4- logical streaming for large in-progress transactions (https://commitfest.postgresql.org/29/1927/) This feature add support for streaming of in-progress transactions into the built-in logical replication

5- Add support for multirange data types (https://commitfest.postgresql.org/31/2112/) Support for multirange data types are added in this release, Multiranges are basically sorted arrays of non-overlapping ranges with set-theoretic operations defined over them.

6- Allow btree index additions to remove expired index entries to prevent page splits (https://www.postgresql.org/message-id/flat/CAH2-Wzm+maE3apHB8NOtmM=p-DO65j2V5GzAWCOEEuy3JZgb2g@mail.gmail.com) The main benefit of this feature is to reduce the bloat on tables with frequently updated indexes.  It is This is very helpful in reducing index bloat on tables whose indexed columns are frequently updated. It teaches btree to delete old duplicates versions from unique indexes.

7- PostgreSQL_FDW Batching (https://commitfest.postgresql.org/31/2620/) One of the issues regularly reminded by users/customers is that inserting into tables sharded using FDWs are rather slow. Some of the slowness/overhead is expected, due to the latency between machines in the sharded setup.

PostgreSQL Contributions for PG-14 (Breakdown by Author)

This chart contains the breakdown of PG-14 contributions by the Author, the data for the chart is collected from the PG-14 release notes. This doesn’t include the fixes added to PG-14 to backward compatibility and aid migration from the previous release. PG-14 release notes mention the main Author(s) for every contribution, the data for the chart is plotted using this information.

It is important to note that while this chart provides data about the number of contributions for PG-14 breakdown by Author, it is not a reflection upon the amount of effort put in by the contributor. For example some of the features that have gone in PG-14 are really heavy lifting like overhauling of update/delete processing, asynchronous execution, improving connection scalability etc where someone might have contributed several features that amounts to less code and less complexity.

PostgreSQL Contributions for PG-14 (Breakdown by Company)

This chart contains PG-14 contributions breakdown by Author’s Company, the data for the chart is collected from the PG-14 release notes. The Author company information is acquired from different resources. EnterpriseDB tops the charts for PG-14 contributions, the merger with 2ndQuadrant certainly helps that. It is followed Crunchy Data, NTT, Fujutsu and other companies.

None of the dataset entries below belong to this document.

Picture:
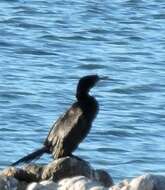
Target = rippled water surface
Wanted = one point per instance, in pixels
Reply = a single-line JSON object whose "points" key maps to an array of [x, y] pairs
{"points": [[47, 45]]}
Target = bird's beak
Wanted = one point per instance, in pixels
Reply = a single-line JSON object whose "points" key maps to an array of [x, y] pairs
{"points": [[104, 78]]}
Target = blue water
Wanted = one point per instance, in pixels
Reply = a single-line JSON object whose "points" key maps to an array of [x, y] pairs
{"points": [[47, 45]]}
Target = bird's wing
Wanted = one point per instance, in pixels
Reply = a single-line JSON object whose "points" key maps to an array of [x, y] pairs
{"points": [[64, 136]]}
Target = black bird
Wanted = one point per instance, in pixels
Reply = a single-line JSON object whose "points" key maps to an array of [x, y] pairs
{"points": [[71, 128]]}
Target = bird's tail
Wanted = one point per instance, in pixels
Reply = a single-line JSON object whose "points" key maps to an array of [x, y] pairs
{"points": [[32, 156]]}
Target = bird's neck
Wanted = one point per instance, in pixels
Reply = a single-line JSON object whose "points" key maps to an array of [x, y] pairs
{"points": [[82, 96]]}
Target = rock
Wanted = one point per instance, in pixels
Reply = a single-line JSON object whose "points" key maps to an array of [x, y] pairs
{"points": [[44, 185], [70, 167], [66, 167], [74, 183], [103, 177], [8, 183]]}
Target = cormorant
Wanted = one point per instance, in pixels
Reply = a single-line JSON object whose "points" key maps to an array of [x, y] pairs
{"points": [[71, 128]]}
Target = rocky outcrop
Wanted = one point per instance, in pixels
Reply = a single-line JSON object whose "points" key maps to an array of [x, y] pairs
{"points": [[67, 169], [70, 173]]}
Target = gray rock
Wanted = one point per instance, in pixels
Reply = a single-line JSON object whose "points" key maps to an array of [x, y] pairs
{"points": [[70, 167], [66, 167], [8, 183]]}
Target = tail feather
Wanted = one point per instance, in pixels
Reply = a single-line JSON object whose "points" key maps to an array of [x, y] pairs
{"points": [[32, 156]]}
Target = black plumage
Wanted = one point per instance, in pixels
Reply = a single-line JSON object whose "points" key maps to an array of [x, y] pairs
{"points": [[71, 128]]}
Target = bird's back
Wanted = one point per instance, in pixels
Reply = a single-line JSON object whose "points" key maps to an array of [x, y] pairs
{"points": [[68, 131]]}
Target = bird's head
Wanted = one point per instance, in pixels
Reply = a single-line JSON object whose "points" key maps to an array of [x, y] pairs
{"points": [[85, 84]]}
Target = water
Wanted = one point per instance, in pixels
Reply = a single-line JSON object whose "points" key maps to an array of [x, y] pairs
{"points": [[47, 45]]}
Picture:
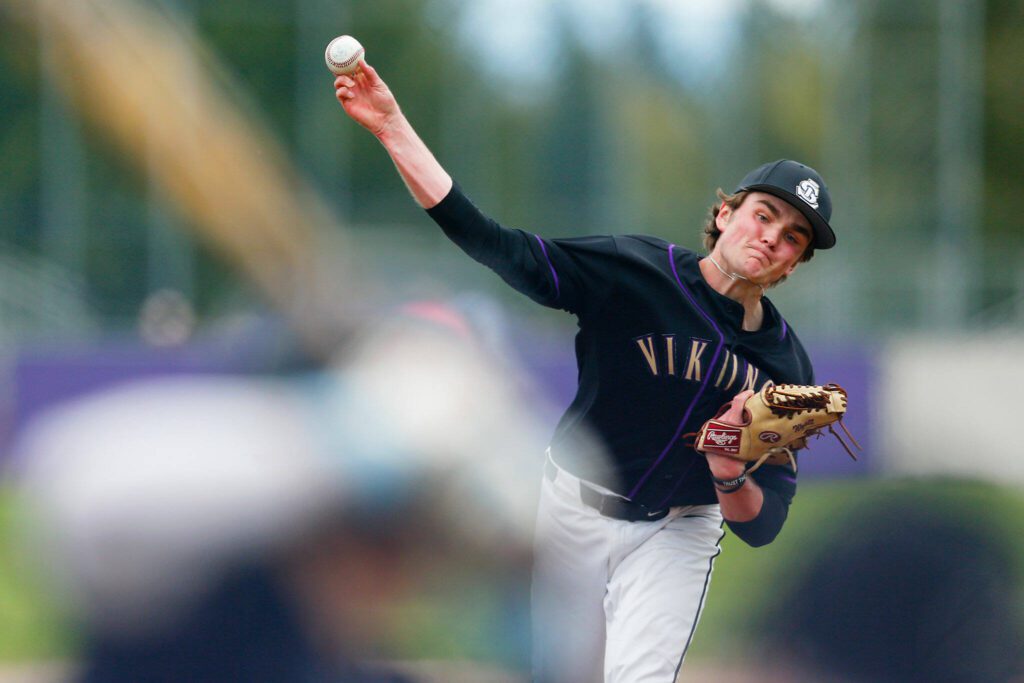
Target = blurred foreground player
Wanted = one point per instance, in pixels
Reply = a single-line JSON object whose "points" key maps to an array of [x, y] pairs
{"points": [[624, 553], [216, 529]]}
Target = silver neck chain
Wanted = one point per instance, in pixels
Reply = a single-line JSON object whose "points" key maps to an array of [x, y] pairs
{"points": [[733, 275]]}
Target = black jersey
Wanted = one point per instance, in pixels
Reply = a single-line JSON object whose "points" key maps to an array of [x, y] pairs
{"points": [[658, 352]]}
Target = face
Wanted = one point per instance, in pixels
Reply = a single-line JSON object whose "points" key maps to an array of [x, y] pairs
{"points": [[763, 239]]}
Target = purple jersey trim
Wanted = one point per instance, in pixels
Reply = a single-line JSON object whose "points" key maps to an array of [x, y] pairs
{"points": [[704, 385], [554, 275]]}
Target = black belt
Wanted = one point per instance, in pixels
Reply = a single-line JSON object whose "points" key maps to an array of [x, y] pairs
{"points": [[609, 505]]}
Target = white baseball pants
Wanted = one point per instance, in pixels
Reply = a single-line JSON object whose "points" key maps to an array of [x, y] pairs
{"points": [[616, 601]]}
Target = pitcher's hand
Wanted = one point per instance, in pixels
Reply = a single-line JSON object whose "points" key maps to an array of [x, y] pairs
{"points": [[367, 98]]}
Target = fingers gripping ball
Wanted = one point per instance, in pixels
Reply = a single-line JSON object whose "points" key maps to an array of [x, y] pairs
{"points": [[775, 422], [343, 54]]}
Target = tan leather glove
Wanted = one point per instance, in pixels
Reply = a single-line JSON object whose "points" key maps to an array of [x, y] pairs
{"points": [[777, 421]]}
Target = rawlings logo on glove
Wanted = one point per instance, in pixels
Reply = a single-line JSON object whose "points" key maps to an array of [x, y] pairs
{"points": [[777, 420]]}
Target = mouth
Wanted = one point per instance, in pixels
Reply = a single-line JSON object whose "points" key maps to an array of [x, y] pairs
{"points": [[761, 256]]}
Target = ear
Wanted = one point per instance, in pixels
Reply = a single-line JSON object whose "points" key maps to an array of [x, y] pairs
{"points": [[722, 219]]}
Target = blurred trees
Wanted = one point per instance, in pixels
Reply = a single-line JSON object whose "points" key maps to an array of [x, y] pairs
{"points": [[608, 144]]}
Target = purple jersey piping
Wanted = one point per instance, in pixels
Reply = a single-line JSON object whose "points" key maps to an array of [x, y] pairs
{"points": [[704, 385], [558, 291]]}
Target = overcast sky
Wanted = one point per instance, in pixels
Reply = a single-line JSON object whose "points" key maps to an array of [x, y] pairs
{"points": [[516, 38]]}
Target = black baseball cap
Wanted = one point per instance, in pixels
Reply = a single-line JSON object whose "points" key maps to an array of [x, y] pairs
{"points": [[800, 185]]}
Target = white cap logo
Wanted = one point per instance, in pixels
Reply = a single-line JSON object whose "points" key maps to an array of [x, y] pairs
{"points": [[808, 190]]}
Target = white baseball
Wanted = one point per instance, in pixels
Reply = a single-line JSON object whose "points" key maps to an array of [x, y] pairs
{"points": [[343, 54]]}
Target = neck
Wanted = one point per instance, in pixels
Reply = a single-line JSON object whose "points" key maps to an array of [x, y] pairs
{"points": [[737, 288]]}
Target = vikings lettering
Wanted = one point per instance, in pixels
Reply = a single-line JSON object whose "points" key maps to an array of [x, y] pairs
{"points": [[731, 373]]}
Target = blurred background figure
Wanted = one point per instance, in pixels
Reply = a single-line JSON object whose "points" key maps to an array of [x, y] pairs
{"points": [[218, 528]]}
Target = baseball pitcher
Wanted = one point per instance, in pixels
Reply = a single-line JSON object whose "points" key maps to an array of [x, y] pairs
{"points": [[667, 338]]}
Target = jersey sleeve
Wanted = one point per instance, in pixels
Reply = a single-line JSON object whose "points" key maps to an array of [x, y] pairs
{"points": [[568, 273]]}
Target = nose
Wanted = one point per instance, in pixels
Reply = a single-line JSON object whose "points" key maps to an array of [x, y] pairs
{"points": [[769, 236]]}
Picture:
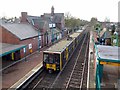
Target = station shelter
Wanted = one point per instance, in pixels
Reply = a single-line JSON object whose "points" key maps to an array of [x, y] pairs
{"points": [[105, 55], [11, 51]]}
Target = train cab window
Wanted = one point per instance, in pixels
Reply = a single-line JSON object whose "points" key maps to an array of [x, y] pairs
{"points": [[57, 58], [45, 57]]}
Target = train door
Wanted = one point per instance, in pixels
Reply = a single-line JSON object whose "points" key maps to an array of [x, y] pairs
{"points": [[66, 53], [57, 61], [17, 55]]}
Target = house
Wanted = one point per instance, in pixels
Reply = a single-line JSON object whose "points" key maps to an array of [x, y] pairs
{"points": [[51, 30]]}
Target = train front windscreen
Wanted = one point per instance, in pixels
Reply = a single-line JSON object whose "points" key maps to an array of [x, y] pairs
{"points": [[51, 59]]}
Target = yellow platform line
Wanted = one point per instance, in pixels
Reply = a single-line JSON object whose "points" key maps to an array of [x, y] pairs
{"points": [[26, 77]]}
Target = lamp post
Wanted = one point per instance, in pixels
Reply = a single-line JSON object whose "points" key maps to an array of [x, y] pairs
{"points": [[116, 37], [52, 29]]}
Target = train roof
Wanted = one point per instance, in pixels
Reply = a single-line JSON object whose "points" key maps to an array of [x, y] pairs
{"points": [[74, 35], [61, 45]]}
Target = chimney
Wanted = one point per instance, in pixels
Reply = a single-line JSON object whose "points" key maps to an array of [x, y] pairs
{"points": [[52, 11], [24, 17]]}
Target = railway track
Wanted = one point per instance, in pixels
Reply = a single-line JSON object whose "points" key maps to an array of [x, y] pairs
{"points": [[46, 80], [74, 75]]}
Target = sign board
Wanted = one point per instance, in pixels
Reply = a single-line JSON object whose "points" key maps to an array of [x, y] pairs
{"points": [[30, 46]]}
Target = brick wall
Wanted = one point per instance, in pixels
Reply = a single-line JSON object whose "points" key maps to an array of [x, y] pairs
{"points": [[33, 42]]}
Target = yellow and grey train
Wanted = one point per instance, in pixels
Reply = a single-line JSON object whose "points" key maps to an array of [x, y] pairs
{"points": [[55, 57]]}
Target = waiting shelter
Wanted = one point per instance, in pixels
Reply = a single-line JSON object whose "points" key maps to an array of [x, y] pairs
{"points": [[11, 51]]}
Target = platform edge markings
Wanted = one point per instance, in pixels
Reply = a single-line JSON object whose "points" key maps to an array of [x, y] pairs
{"points": [[26, 77]]}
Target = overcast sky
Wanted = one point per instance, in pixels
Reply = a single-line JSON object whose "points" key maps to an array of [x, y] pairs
{"points": [[83, 9]]}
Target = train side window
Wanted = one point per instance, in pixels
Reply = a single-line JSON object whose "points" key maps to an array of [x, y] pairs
{"points": [[45, 57]]}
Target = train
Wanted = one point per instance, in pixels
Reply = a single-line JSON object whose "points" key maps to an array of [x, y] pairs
{"points": [[55, 57]]}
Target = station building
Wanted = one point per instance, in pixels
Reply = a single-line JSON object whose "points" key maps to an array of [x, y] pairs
{"points": [[18, 34]]}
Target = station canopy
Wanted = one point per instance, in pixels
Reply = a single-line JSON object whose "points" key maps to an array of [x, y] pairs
{"points": [[108, 53], [6, 48]]}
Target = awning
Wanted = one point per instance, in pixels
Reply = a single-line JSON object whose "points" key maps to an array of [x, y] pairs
{"points": [[6, 48]]}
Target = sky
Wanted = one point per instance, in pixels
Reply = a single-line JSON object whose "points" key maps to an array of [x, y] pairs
{"points": [[83, 9]]}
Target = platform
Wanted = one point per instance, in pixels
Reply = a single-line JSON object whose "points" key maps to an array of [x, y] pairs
{"points": [[111, 65]]}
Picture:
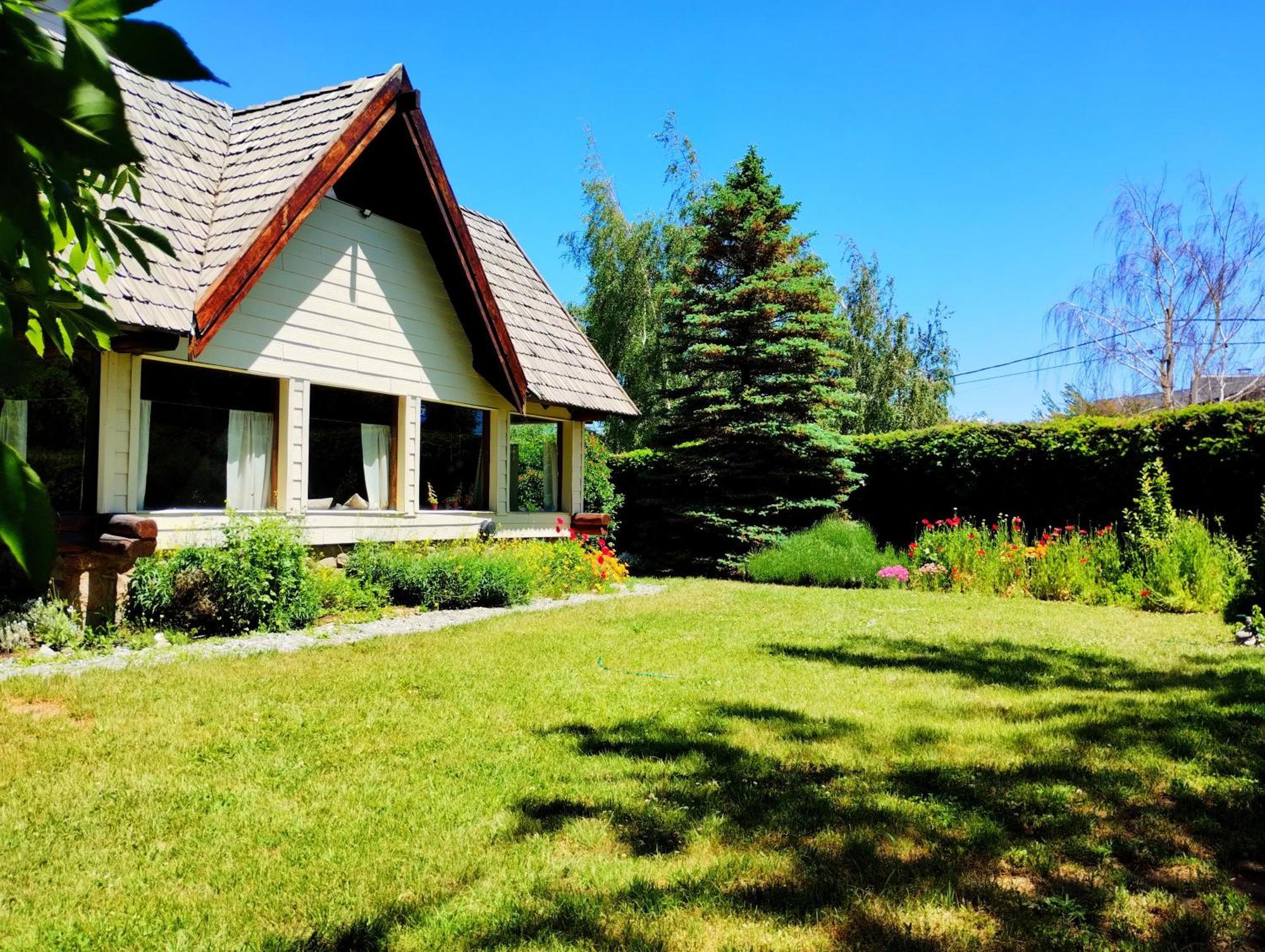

The same principle applied here, it is possible that a company only has few contributions but their contributions are major large size features.

PostgreSQL Contributions for PG-14 (Breakdown by Country)

This chart contains PG-14 contributions breakdown by Country, the data for the chart is collected from the PG-14 release notes. The country is most cases the country of the Author or the country where the Author’s company resides.

Conclusion

In this blog, I have tried to share some knowledge that i gained while researching the PG-14 contributions. I want to reiterate that PG-14 is a great PG release as it brings a vast variety of important features for performance, monitoring, administration, replication etc etc. I am sure PG customers will be excited to start using this awesome release.

I am sure there is much more exciting and robust features to come in the upcoming releases.